Saturday 20th February 2月20日星期六

19:00 Wombat was half pissed upon arrival at the Royal Natal Yacht Club. Not only was she embarrassingly loud and shrill but her breath reeked of whisky and she yelled 'All aboard!' at the maitre d' as we stepped into the dining room. Fair enough, the yacht club lies on the
19:00 袋熊抵达皇家纳塔尔游艇俱乐部时半生气。她不仅令人尴尬地大声和刺耳,而且她的呼吸中弥漫着威士忌的味道,当我们走进餐厅时,她对着领班大喊“全部上船!公平地说,游艇俱乐部位于

banks of the harbour, but to spend the entire evening thinking you're on a ship sailing for Southampton with the Duke of Edinburgh hosting a party on the deck below is just plain daft. When the distinguished Indian waiter with grey hair came to take our food orders, Wombat blasted him for being a slacker and ordered the man to roll up his sleeves and pump the bilges. The waiter stared at Wombat for some time before clearing his throat and recommending the prawn curry.
Wombat pointed at me and announced, 'David will have the kingklip, as will Roy his father.' She pointed at Mom and said, 'My sister will have cottage pie, and I'll have the hake and pilchards.' The waiter obviously figured out that he was dealing with a jabbering nutcase as he had by now ceased writing on his pad. Meanwhile, Mom seemed genuinely appalled at being referred to as Wombat's sister and was furiously applying make-up to her face while scowling into a small hand mirror which she held below the level of the table. Thankfully, Dad called the waiter aside, ordered a double round, and requested a few more minutes to study the menu.
Wombat excused herself after dinner and said that she needed the loo.
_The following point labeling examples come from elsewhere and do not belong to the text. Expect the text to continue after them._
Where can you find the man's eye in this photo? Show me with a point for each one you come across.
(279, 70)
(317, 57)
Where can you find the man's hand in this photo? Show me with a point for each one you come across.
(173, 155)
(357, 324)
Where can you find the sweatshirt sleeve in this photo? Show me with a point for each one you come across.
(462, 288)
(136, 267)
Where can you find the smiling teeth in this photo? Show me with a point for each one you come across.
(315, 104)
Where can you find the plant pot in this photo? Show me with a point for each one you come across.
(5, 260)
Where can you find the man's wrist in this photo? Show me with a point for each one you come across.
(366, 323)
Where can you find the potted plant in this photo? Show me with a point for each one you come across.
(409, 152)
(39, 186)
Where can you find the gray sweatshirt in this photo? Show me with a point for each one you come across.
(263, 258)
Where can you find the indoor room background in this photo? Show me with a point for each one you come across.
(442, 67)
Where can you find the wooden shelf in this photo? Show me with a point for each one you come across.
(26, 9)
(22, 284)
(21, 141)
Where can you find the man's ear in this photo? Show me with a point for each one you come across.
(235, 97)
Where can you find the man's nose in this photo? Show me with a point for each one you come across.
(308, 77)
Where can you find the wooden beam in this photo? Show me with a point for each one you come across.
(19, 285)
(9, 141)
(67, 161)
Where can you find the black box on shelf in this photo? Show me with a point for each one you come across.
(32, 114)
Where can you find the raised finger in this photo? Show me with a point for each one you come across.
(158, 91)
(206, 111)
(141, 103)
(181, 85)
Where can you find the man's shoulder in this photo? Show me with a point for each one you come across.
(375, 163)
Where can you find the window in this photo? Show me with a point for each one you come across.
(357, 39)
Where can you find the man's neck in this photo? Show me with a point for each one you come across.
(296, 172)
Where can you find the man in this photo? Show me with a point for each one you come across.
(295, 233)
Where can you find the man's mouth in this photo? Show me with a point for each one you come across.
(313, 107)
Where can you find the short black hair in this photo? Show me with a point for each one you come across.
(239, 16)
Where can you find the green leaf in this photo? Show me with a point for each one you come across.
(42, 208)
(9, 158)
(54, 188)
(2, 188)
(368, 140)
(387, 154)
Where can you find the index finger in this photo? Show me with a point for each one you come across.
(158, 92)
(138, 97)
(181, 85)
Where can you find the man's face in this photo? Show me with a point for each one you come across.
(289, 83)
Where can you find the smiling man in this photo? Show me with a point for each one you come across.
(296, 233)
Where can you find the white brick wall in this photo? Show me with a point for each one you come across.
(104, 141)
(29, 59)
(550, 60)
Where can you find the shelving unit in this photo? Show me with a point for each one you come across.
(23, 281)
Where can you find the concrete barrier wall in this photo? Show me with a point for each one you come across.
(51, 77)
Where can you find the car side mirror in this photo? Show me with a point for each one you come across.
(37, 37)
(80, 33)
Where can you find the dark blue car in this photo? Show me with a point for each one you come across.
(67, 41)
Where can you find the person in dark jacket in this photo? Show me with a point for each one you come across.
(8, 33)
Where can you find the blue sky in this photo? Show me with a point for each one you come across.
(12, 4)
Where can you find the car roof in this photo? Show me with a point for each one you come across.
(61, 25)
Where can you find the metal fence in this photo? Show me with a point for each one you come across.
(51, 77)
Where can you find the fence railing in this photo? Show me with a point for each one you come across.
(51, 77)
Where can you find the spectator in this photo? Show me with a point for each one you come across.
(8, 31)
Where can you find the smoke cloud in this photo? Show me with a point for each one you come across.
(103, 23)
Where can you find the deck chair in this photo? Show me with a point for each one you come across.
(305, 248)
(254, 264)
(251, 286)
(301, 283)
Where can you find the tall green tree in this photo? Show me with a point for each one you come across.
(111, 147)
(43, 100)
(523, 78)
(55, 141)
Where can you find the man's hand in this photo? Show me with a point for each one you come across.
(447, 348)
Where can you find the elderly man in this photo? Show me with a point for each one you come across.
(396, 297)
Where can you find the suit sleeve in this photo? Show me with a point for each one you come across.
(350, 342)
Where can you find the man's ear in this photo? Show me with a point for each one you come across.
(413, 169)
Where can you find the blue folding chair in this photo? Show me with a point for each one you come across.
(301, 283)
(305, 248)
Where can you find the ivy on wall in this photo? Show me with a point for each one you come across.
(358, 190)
Mom offered to accompany her but Wombat snapped back that she wasn't an invalid, snatched up her handbag and strode off angrily.
'What a lady!' quipped Dad, before belching loudly and stacking a few empty beer cans in a pyramid formation. Mom berated Dad for his poor manners and blamed his hanging around the pub with seedy characters for his lapse in standards. My father appeared unconcerned by Mom's lecture, kicked me under the table, and whispered, 'Have you seen the jugs on the bride's mother?' I shook my head. 'Bigger than Parton,' said Dad with a naughty look in his eye.
'What's that?' questioned Mom in a menacing tone.
'I just said...I beg your pardon,' replied Dad, casually pouring another Castle into his tilted glass.
Suddenly a terrible wailing noise started up on the veranda. It would be best described as a combination of an old air raid siren, screeching tyres, and the beginnings of a serious cat fight. All the diners ceased eating and craned their necks to see who could be responsible for such a shrill and bloody massacre of God Save the Queen.
Our waiter and the concerned maître d' ushered Wombat back to her seat after she had completed her hideous rendition of the British national anthem. Thankfully, nobody ordered dessert or coffee so once Mom had forged Wombat's signature on the bill we bundled my grandmother into the car before she could cause further trouble and set off for Wombat's flat via Umbilo to avoid possible roadblocks.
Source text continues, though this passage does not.